Peter@FiduciaryGuidanceCounsel.com

Posted

This case will be interesting.  Before Cycle 3 restatements, pre-approved plan included provisions where the plan specified the sequence in which forfeitures would be applied, with one sequence applicable to forfeitures of non-elective employer contributions and another sequence applicable to forfeitures of matching contributions.  For Cycle 3 pre-approved plans, the IRS approved language which pretty much said do what you want with the forfeitures as long as you use them before the end of the plan year following the plan year in which the forfeiture occurred (with some choices for doing so earlier).

Plans commonly chose to use NEC forfeitures first to reinstate any forfeitures for rehires under the plan provisions, then to pay plan expenses, and then to allocate to participants using the plan's allocation formula (with allocating over compensation as the next best choice).  Match forfeitures were required to offset the employer's match obligation which almost always depleted the match forfeitures.  If in this case the plan had such provisions, then there should have been no discretion how to use forfeitures, or there was a failure to follow plan provisions.

(Notably, a plan that allows for discretionary contributions provides an end-around to using forfeitures to offset the contribution.  The employer declares the amount of the discretionary contribution with an eye on the total amount of contributions and forfeitures that are allocated to participants.)

A plan document with the do-what-you-want provision essentially grants that discretion to a fiduciary as identified in the plan.  This case sets up a conflict between exercising discretion granted in the plan document against always choosing what is the optimal use of forfeitures for the benefit participants.

Charging plan-related administrative expenses to the plan has always been allowed and, where applied, has always had participants complaining about it.  The counter argument boils down to employers are not required to sponsor a plan or pay the plan's administrative expenses, so why should they if they don't want to?  With many states mandating some form of access to retirement plans and the federal government moving towards "encouraging" access, it may be possible that our future may include a mandate that the plan sponsor must bear at least some of the costs of plan administration (e.g., plan audit, retirement or RMD distributions, ...)

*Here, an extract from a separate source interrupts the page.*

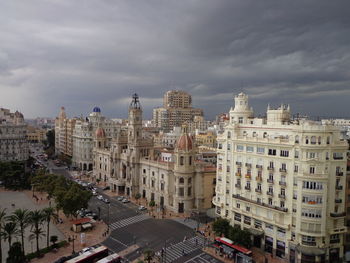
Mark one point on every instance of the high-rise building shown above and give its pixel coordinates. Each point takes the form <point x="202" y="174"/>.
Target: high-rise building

One thing this case will do is having plaintiff's attorneys searching for plans (likely by reading audit reports downloaded from 5500 filings) that use forfeitures to offset plan expenses.

We live in an interesting time with respect to retirement plans.

 

Posted

If a plan’s sponsor uses a set of IRS-preapproved documents in which the basic plan document provides the administrator discretion on how to use forfeitures and nothing in the adoption agreement for a user to specify an ordering, does the Revenue Procedure about “administrative” provisions a user may add or change without defeating reliance on the IRS opinion letter allow adding a provision ordering the use of forfeitures?

Peter Gulia PC

Fiduciary Guidance Counsel

Philadelphia, Pennsylvania

215-732-1552

Peter@FiduciaryGuidanceCounsel.com

Posted

I expect formulating administrative policy is allowed without impacting the ability to rely on the opinion letter. 

As an example, many pre-approved plans have a check box that asks "Are Loans permitted:  Yes/No".  The Adoption Agreement then has an appendix or addendum titled Loan Policy with all of the details like number of loans, interest rate, refinancing...

I would see a Forfeiture Policy statement to be analogous.